I know that many people reading this will believe change when you see it, and may consider the above belated. We nonetheless have to work from where we are and we now have the broad outline of a plan that responds both to our recurrent problems, and to our future technology needs at least in the short term. The Board will consider at our October meeting the right shape for the future of the IT function given growing demands and needs from the service, and also the technical complexity that comes with IT today. The very best expertise needs to be available to us, and we have to move to an increasingly 24/7 model of IT support. I again share with you the latest performance data from the team (Informatics Data 17 August 2018), and in doing so recognise we have much to do to improve in the coming three months. In particular the critical alerts need to be resolved, in part through the second item of the plan I have described above.
Last week I wrote about our upcoming QIHD Poster Competition. This will culminate in November and more detail will launch with Team Talk in ten days’ time. Around £5,000 of prizes will be made available to teams whose entries are judged as the very best. We are looking to see improvement projects and programmes written up and evaluated, described and celebrated. The aim is both to recognise the work being done in various parts of the Trust, and to encourage the sharing of ideas and innovation. welearn is part a concerted programme of work to make sure that it is easy to share knowledge inside our organisation as we look to build on the 70% of our services rated as good, and on the increasingly research rich nature of what we do. Learning from excellence and from error has to be a hallmark of the Trust if we are to meet our aims; and I know that there remains much we could do to spread great practice across our organisation.

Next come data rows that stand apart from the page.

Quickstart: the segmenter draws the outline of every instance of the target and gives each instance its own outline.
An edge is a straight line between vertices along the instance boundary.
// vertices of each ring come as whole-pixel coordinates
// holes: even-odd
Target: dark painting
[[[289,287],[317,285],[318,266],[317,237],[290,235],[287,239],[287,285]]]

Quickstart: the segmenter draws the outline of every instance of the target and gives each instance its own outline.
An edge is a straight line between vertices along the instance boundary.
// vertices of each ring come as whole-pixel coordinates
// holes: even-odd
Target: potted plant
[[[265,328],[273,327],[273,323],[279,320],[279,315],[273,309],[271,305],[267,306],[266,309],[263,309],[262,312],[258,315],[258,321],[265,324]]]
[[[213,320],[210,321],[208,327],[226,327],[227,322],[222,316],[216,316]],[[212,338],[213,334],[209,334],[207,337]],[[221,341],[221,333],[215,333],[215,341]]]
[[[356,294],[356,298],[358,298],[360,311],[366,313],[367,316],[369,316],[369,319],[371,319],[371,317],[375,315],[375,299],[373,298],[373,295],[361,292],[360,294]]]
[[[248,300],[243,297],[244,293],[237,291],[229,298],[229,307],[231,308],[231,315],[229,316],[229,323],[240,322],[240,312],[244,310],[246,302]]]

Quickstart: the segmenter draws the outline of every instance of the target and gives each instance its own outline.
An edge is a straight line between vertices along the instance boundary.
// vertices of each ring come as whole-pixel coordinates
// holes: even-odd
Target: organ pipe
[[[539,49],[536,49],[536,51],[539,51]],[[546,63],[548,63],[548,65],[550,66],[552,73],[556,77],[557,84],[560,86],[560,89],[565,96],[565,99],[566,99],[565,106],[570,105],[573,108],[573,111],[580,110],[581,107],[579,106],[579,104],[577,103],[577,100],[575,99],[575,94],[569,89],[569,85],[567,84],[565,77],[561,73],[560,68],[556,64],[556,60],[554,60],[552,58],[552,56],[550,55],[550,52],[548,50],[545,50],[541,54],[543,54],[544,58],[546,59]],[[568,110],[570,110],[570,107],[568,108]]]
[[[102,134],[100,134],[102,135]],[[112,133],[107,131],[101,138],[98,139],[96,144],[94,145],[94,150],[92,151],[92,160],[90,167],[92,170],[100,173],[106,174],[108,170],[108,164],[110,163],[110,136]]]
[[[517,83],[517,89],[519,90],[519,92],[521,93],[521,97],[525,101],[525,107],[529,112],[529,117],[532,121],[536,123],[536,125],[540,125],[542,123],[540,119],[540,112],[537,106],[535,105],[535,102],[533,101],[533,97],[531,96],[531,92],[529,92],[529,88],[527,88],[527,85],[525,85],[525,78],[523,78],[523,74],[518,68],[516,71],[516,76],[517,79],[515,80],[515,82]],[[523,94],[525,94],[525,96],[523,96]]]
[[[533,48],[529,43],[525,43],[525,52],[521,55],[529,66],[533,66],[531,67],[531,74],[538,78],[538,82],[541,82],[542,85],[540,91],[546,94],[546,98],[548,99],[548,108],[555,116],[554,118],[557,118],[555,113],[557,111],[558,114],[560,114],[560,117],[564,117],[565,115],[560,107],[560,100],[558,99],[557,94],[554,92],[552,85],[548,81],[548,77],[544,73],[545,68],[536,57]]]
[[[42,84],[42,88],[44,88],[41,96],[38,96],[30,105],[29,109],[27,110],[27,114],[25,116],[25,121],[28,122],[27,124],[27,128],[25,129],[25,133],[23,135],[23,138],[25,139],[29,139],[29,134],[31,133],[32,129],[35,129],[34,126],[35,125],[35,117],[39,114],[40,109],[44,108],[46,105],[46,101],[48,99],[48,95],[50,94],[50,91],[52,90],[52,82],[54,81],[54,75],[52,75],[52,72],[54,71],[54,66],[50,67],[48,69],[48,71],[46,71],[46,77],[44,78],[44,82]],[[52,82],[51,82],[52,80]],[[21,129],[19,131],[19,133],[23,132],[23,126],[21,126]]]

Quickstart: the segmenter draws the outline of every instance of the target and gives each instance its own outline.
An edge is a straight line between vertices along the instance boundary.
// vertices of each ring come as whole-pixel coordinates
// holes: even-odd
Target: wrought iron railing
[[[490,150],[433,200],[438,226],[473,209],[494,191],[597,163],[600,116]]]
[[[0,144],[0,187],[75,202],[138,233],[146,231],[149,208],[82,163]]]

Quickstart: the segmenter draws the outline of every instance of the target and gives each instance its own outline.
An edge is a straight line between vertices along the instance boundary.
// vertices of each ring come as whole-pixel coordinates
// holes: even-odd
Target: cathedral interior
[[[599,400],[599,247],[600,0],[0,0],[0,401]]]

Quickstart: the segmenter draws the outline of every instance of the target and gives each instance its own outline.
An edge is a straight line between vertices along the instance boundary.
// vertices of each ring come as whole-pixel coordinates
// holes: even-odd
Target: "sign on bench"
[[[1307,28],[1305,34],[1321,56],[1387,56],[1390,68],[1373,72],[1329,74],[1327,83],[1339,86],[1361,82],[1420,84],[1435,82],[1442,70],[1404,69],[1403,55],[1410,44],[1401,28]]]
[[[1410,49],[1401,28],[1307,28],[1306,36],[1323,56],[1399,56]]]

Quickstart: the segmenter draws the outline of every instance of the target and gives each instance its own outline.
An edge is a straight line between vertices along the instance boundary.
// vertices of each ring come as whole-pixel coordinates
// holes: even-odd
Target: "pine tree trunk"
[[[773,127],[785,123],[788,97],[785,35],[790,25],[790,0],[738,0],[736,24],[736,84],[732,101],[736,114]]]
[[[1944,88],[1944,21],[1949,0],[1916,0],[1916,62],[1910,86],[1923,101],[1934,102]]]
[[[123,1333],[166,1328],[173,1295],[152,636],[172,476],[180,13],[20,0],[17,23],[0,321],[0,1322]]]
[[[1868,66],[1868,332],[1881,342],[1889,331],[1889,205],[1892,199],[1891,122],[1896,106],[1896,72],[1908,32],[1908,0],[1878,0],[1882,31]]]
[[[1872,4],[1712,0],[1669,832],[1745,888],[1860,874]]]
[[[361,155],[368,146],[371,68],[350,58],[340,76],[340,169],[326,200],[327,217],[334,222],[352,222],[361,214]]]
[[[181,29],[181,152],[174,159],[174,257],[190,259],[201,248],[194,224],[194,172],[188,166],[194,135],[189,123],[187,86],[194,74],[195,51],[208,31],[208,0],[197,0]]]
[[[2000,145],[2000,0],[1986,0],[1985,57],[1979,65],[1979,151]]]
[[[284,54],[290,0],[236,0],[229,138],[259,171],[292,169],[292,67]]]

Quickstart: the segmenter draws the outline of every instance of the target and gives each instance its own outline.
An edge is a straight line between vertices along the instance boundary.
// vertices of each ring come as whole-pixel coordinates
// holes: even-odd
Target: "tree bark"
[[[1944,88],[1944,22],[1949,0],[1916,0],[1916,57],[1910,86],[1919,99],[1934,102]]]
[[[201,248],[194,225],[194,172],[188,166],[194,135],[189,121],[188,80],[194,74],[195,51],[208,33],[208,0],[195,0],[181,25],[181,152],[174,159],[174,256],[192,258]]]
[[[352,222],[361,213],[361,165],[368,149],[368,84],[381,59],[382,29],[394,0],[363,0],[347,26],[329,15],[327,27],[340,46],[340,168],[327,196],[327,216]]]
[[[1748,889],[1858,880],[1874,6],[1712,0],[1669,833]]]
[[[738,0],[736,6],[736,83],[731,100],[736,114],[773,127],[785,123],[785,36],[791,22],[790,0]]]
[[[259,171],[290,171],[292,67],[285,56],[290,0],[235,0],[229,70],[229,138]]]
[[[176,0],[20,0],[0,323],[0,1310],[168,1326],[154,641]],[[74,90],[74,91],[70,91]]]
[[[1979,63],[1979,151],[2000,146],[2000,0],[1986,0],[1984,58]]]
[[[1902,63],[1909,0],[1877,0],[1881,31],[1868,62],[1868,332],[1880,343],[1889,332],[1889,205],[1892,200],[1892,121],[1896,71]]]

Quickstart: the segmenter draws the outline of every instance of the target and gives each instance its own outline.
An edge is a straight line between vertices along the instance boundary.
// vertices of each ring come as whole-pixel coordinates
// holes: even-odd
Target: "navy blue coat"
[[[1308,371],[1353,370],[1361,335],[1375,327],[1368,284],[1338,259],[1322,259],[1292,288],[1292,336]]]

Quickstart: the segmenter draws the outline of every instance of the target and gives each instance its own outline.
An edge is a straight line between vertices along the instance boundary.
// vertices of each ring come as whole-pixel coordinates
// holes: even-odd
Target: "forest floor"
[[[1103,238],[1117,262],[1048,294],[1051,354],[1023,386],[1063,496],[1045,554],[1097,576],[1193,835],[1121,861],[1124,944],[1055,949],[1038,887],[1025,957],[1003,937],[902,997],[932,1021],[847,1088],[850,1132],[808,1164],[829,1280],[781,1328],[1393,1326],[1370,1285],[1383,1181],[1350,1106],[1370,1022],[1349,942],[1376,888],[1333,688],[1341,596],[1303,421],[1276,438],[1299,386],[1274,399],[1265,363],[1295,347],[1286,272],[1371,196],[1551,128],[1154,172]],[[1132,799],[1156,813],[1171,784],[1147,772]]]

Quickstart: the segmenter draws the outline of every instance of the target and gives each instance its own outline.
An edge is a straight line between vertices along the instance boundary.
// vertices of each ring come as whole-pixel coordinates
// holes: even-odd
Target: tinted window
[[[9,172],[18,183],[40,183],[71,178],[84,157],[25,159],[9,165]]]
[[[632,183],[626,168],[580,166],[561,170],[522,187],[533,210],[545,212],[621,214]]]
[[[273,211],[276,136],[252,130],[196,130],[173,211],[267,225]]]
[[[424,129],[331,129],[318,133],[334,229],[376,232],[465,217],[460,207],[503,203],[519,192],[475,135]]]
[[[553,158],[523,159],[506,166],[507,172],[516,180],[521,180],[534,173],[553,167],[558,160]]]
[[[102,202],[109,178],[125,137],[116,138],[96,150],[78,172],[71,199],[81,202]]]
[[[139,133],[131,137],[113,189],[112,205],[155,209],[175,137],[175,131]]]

In 2022 we will move into Midland Met. We will find a final contractor in coming months and select the interim “winter” contractor this September. You would expect media focus on the finance of that and the technical detail of the build. All of that demands the attention of senior colleagues and I can promise that there is no intent nor scope to reduce the quality of the building or alter the excellence of its design. But the link between that, and our technology, and our learning culture, must be that to deliver the clinical promise of Midland Met we have teams to build. Recruitment is part of that, so is leadership. But using data well and creating knowledge from what we do will matter too. Whether it is new IT systems or new hospitals the lessons learned process usually concludes that more could have been done to build the human systems and teamwork to make a real success of change. Irritating as the last eight months have at times been, and frustrating as an opening date push back is, we now have time to use to get this right. With the certainty provided yesterday, let’s seize that chance. Government has put great confidence in us, in you and me. I think they sense the potential of this organisation and the people in it. I think we should share some of that confidence.